Carrier IQ has denied its software records keystrokes, tracks users or reports on the content of messages. The company also said it does not provide immediate data reporting to customers. "Our software is designed to help mobile network providers diagnose critical issues that lead to problems such as dropped calls and battery drain," the company's statement said.

Eckhart claimed to have found the application in devices from Samsung, HTC, Nokia and Research In Motion. Carrier IQ says on its web site that its software is in more than 141 million mobile phones.

AT&T and Sprint Nextel acknowledged using Carrier IQ to monitor service quality. Both companies said the data gathered is in line with their privacy policies and is not shared with other companies.

"We collect enough information to understand the customer experience with devices on our network and how to address any connection problems, but we do not and cannot look at the contents of messages, photos, videos, etc., using this tool," Sprint spokeswoman Stephanie Vinge-Walsh said in an e-mail.

Verizon Wireless said it was not a Carrier IQ customer. "We do not use Carrier IQ and have no access to any Carrier IQ data," Verizon spokesman Jeffrey Nelson said in an interview. Nelson did not know whether the carrier had ever been a customer of Carrier IQ.

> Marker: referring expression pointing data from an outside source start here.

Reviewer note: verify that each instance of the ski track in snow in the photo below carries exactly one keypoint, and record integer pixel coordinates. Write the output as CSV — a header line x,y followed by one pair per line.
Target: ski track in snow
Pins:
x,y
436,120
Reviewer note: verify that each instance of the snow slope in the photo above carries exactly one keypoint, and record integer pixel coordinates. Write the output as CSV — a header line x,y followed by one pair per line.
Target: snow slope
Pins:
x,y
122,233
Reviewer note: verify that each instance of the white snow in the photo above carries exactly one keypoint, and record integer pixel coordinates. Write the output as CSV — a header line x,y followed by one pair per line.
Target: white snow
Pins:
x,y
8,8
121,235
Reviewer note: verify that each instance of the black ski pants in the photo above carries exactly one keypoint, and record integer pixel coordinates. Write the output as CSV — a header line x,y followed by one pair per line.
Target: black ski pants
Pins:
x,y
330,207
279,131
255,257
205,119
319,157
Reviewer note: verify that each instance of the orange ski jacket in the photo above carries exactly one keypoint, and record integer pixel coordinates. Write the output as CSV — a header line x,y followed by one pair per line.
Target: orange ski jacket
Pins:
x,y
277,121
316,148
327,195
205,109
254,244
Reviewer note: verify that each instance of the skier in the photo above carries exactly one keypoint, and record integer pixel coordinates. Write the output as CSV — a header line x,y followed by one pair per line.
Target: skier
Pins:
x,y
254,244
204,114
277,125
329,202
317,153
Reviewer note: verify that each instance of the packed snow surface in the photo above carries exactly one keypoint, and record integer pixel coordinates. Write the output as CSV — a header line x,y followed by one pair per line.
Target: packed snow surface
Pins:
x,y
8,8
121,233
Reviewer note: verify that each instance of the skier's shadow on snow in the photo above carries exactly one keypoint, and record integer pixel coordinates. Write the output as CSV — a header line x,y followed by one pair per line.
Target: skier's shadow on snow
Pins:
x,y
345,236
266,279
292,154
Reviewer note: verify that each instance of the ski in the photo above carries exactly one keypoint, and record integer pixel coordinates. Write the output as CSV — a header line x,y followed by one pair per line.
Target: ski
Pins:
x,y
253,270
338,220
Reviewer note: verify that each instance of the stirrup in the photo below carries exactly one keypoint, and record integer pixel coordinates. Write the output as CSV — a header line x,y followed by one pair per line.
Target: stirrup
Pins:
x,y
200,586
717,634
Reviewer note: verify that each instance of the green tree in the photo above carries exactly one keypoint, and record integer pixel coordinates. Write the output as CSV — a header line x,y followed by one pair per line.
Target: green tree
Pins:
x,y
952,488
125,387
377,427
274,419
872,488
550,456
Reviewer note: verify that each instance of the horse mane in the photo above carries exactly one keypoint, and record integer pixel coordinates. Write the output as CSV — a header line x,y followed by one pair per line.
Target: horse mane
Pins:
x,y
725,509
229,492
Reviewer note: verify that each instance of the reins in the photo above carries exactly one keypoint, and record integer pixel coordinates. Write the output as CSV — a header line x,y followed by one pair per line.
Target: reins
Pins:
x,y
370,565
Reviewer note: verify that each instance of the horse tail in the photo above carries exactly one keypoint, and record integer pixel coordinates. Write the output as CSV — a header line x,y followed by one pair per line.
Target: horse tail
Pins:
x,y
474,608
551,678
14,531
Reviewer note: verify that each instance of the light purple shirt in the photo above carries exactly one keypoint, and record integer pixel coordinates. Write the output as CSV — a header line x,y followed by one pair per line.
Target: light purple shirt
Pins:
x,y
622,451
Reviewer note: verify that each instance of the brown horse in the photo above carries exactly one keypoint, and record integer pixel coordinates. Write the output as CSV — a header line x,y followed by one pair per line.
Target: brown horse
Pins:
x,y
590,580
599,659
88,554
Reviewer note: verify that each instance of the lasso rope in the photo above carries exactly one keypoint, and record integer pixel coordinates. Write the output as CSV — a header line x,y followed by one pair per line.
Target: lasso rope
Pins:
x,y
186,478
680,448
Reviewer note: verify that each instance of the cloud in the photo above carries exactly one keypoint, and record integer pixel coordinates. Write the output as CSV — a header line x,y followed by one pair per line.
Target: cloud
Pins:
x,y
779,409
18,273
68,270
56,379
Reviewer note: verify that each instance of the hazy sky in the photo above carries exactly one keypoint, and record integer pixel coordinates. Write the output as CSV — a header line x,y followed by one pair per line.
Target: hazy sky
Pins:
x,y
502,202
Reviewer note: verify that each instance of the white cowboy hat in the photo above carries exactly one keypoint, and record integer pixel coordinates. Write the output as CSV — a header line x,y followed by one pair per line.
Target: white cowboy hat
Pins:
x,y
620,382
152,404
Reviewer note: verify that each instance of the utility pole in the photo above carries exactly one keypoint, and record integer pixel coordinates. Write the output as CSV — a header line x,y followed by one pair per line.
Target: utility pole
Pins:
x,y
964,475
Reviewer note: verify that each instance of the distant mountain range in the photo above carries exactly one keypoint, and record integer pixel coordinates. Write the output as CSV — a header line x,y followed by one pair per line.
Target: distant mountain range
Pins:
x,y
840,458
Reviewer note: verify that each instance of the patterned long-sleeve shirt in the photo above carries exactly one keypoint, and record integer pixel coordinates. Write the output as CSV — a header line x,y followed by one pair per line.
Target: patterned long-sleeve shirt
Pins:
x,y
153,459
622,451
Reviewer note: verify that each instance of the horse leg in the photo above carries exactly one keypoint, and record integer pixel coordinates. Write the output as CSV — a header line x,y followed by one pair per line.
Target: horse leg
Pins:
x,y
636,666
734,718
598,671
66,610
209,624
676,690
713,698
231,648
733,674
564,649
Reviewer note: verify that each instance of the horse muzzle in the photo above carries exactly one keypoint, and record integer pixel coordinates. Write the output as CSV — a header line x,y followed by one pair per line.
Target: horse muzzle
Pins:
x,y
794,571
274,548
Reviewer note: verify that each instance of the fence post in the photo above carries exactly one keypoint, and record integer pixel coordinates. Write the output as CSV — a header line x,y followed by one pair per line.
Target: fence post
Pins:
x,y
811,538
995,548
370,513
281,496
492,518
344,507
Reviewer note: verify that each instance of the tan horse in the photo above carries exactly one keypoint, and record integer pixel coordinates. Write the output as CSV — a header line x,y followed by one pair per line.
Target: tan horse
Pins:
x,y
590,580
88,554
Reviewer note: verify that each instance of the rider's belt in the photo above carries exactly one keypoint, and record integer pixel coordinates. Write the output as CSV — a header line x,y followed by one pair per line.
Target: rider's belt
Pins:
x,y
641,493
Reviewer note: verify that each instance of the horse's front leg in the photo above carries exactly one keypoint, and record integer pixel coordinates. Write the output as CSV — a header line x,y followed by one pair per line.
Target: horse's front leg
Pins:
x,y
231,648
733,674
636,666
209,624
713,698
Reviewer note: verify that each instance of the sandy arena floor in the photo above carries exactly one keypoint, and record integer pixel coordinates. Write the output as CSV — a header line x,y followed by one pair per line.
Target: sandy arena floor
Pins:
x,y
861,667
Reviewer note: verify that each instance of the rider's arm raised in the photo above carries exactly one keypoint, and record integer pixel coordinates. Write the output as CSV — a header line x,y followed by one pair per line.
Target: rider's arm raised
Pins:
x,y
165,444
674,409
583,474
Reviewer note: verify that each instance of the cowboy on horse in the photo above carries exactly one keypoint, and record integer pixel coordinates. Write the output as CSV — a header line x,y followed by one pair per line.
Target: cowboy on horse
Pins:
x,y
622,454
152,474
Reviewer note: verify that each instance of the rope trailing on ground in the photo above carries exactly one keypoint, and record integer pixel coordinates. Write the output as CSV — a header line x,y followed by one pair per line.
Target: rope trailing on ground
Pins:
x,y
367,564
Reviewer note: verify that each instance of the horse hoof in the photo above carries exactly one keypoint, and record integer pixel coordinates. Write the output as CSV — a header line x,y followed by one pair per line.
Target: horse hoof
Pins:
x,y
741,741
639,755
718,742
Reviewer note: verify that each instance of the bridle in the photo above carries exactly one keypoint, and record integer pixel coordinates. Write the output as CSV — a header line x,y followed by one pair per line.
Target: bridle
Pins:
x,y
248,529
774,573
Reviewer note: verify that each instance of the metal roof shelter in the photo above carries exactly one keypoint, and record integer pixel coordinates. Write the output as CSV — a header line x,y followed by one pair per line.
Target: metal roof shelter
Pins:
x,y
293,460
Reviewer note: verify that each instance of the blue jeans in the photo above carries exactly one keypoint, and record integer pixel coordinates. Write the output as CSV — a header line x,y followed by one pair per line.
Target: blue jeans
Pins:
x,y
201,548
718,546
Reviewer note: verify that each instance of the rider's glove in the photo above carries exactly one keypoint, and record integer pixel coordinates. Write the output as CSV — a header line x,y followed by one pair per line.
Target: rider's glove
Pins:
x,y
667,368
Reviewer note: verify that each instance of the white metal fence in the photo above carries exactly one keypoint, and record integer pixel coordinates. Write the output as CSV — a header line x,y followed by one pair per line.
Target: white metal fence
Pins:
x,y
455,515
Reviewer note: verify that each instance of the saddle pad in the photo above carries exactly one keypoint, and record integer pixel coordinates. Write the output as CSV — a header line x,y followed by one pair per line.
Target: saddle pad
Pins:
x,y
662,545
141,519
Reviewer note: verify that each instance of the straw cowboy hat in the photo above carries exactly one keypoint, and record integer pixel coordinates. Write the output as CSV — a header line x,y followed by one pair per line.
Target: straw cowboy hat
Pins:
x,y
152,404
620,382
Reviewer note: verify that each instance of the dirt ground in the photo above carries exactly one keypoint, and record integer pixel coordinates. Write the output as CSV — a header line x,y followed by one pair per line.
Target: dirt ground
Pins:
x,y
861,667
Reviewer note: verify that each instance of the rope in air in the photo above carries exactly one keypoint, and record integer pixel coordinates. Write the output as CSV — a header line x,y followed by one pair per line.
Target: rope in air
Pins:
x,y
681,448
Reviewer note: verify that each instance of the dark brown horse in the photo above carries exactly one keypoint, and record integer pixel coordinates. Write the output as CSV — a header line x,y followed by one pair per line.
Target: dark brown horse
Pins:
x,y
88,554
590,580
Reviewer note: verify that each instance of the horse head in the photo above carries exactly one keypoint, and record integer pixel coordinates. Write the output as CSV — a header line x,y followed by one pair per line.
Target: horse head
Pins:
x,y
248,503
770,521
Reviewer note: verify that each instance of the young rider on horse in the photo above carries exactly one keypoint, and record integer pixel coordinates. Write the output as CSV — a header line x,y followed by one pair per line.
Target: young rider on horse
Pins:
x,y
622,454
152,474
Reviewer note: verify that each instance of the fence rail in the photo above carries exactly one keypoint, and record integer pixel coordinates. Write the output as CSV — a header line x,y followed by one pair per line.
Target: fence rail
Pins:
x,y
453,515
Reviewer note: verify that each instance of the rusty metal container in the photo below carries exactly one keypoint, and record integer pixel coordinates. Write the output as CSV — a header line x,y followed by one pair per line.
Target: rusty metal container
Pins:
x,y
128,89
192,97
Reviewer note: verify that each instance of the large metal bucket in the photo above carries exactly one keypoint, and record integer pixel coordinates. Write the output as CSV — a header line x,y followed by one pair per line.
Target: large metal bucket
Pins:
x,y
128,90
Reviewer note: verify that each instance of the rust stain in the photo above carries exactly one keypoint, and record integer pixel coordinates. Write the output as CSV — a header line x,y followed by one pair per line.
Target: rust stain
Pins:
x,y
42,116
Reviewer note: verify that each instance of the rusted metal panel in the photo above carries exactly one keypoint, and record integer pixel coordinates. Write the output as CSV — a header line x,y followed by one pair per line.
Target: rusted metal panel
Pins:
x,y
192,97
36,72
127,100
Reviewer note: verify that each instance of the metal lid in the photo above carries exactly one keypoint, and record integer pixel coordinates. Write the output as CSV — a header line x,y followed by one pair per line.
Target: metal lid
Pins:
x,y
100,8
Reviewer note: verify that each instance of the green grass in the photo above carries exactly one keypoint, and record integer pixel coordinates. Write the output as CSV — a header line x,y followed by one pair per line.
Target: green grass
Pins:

Whether Carrier IQ's data-gathering practices are in line with federal law remains to be seen. Franken has asked the company to explain why it believes it is in compliance with the federal wiretap statue in the Electronic Communications Privacy Act. Paul Ohm, a former Justice Department prosecutor and a law professor at the University of Colorado Law School, said in a post on Twitter that if Eckhart's allegations are true, than "this is a clear, massive, felony wiretap. Not a close case."

Ohm told Forbes magazine that a class-action lawsuit is also possible, if it is shown that the software is hidden from the mobile phone user and records keystrokes meant for messaging and Internet communications. Such actions would be considered wiretapping without court approval. "That gives the people wire-tapped the right to sue and provides for significant monetary damages," he said.